Friedman — who once engaged in a high-profile feud with a previous House counterpart — said her relationship with current Health Care Financing Committee Co-Chair Rep. John Lawn is “excellent.” While she said she could not “presume” the likelihood of House action on the bill, Friedman said she and Lawn are “working together on the same page.”

In the closing stretch of the last term, negotiators suddenly found consensus on both a House-priority sports betting legalization bill and the Senate-priority mental health reform bill. Asked about the process of a this-for-that deal for the prescription drug pricing bill this time around, Friedman did not rule it out.
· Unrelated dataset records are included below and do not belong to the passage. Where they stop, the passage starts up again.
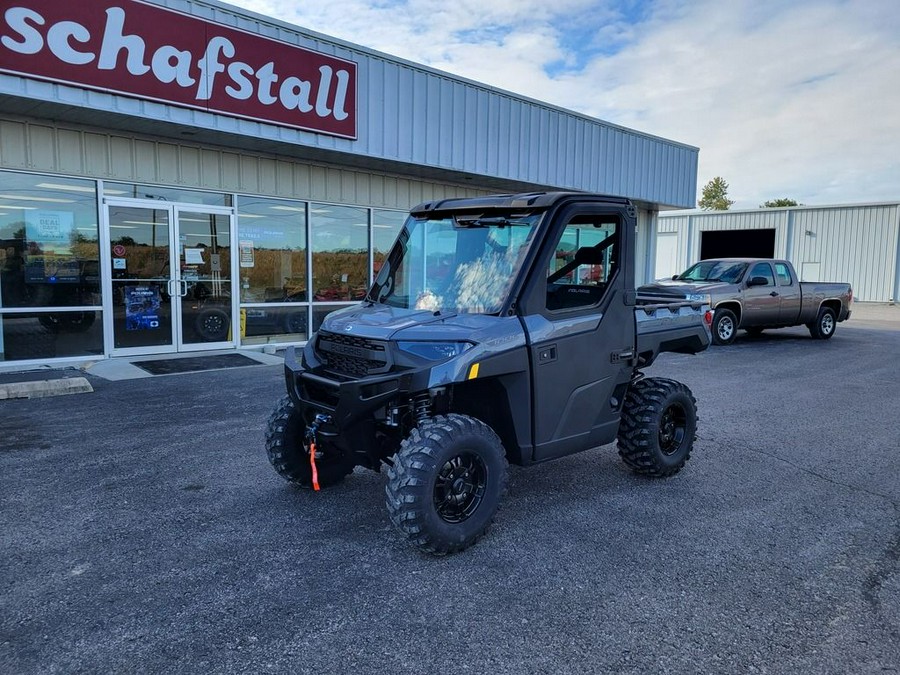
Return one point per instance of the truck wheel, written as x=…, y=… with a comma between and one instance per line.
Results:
x=212, y=325
x=446, y=483
x=287, y=453
x=658, y=424
x=824, y=325
x=724, y=327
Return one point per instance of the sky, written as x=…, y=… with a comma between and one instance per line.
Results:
x=785, y=98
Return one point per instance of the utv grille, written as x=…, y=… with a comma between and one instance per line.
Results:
x=352, y=355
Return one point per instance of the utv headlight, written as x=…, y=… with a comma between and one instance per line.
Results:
x=435, y=351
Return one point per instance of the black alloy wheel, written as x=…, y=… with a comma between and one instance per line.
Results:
x=672, y=428
x=459, y=487
x=724, y=328
x=824, y=325
x=212, y=325
x=445, y=483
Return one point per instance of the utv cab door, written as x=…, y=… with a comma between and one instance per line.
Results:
x=580, y=325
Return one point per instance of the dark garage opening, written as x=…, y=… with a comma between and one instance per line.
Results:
x=737, y=244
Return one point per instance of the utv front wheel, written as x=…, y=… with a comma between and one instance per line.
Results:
x=658, y=424
x=446, y=483
x=287, y=453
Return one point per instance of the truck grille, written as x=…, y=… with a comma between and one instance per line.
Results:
x=352, y=355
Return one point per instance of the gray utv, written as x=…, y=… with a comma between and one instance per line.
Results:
x=499, y=329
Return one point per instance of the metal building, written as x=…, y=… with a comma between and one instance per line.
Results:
x=857, y=243
x=153, y=150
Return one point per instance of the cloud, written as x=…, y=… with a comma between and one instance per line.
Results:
x=793, y=99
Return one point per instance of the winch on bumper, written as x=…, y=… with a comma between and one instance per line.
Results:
x=361, y=385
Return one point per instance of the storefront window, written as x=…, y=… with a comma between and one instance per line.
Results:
x=385, y=227
x=340, y=251
x=165, y=194
x=49, y=261
x=272, y=270
x=272, y=250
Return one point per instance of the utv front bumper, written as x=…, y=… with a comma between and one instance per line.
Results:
x=346, y=401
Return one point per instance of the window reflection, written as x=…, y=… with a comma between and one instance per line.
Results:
x=272, y=270
x=272, y=250
x=385, y=227
x=49, y=251
x=340, y=245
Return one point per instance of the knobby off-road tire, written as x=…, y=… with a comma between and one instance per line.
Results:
x=823, y=327
x=212, y=325
x=284, y=445
x=446, y=483
x=724, y=327
x=659, y=422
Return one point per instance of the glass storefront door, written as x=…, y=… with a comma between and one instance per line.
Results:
x=204, y=278
x=171, y=277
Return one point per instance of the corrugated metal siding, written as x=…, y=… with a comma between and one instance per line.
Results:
x=418, y=116
x=43, y=148
x=855, y=243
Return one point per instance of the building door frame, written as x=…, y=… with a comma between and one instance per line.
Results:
x=178, y=287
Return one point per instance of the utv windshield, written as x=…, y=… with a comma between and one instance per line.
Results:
x=462, y=263
x=715, y=270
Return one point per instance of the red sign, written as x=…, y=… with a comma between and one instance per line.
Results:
x=138, y=49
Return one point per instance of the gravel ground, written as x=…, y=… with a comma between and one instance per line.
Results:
x=142, y=530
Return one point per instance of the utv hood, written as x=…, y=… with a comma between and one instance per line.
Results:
x=382, y=322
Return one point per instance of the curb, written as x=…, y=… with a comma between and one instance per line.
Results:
x=45, y=388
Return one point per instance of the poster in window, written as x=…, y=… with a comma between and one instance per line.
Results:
x=48, y=247
x=141, y=308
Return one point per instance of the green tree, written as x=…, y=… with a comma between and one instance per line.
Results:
x=715, y=195
x=779, y=203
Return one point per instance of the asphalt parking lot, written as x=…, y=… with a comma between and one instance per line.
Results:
x=142, y=530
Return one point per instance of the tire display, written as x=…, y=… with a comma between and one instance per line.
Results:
x=724, y=328
x=287, y=451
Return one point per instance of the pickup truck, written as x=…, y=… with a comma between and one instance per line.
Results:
x=758, y=293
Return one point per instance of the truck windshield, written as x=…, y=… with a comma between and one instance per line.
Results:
x=456, y=263
x=715, y=270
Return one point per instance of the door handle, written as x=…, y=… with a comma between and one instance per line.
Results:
x=547, y=354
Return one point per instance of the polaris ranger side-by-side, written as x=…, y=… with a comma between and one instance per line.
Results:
x=498, y=329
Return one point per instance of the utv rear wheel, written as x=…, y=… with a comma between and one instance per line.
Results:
x=446, y=483
x=658, y=424
x=824, y=325
x=288, y=454
x=724, y=327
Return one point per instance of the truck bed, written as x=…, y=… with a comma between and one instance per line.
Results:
x=667, y=325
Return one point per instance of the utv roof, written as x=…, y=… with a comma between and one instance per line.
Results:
x=529, y=200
“I know they are very interested in [determination of need] and HPC reform, and I am right there with them,” she said. “So maybe they might have a different focus on which aspect to look at, but right now — again, I can’t predict the future — right now, we sort of have an understanding of what the major issues are that we need to look at. They may have a different focus than we do, but it is around health care.

“Is there a swap? You could call it a swap, you could call it a, ‘Oh, great, you’re doing this, I’m doing that,’ you could call it whatever you want,” Friedman continued. “When you do this long enough, you kind of coalesce around the same issues.”